AllianceBernstein Funds Board Approves Advisory Pacts Ahead of Equitable–Corebridge Vote
AllianceBernstein’s AFB and AWF funds approve new advisory agreements ahead of the Equitable–Corebridge merger, triggering a required shareholder vote under the 1940 Act.

AllianceBernstein funds OK new pacts ahead of merger
TL;DR The boards of AllianceBernstein’s National Municipal Income Fund (NYSE:AFB) and Global High Income Fund (NYSE:AWF) approved new advisory agreements that mirror current terms, preparing for the Equitable–Corebridge merger.
Context The advisory agreements would be deemed an "assignment" under the Investment Company Act of 1940 if Equitable’s stake in AllianceBernstein L.P. transfers to Corebridge, automatically terminating the existing contracts. To avoid a gap, the funds’ boards approved interim agreements on identical terms while seeking shareholder consent for the new ones.
Key Facts The new and interim pacts must be voted on by shareholders, as required by the 1940 Act’s assignment rule. Historical data shows that news about the Equitable–Corebridge merger has moved the funds’ shares by an average of 0.37% in the prior session. AFB and AWF each hold net assets in the mid‑$300 million range, while peer closed‑end funds such as NBH (-0.67%), KTF (-0.11%), RFI (+0.69%), BFZ (+0.09%), and BGH (+0.21%) displayed mixed moves, indicating stock‑specific reaction rather than sector‑wide trends.

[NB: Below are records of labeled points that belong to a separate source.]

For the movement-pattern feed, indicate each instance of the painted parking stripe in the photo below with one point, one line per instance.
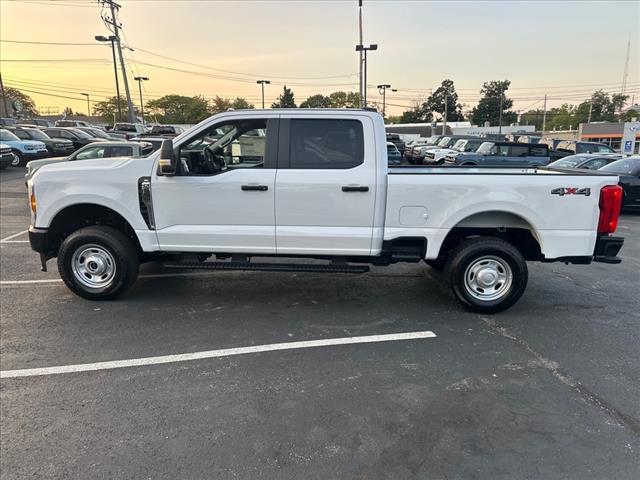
(227, 352)
(15, 235)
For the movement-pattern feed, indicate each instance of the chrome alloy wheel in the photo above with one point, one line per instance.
(93, 266)
(488, 278)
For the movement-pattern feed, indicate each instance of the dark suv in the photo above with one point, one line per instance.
(506, 154)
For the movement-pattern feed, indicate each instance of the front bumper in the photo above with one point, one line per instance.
(607, 249)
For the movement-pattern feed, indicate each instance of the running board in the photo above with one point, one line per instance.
(270, 267)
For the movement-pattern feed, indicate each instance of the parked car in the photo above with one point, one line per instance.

What It Means Under the 1940 Act, an assignment triggers automatic termination of the advisory contract, so the interim agreements preserve management continuity pending the vote. Shareholder approval is expected, but the outcome will depend on how investors view the merger’s impact on fees and performance. The approval process also signals that the funds are aligning governance with the impending corporate transaction.
Investors will watch for the upcoming shareholder vote schedule and any updates on the Equitable–Corebridge merger closing date.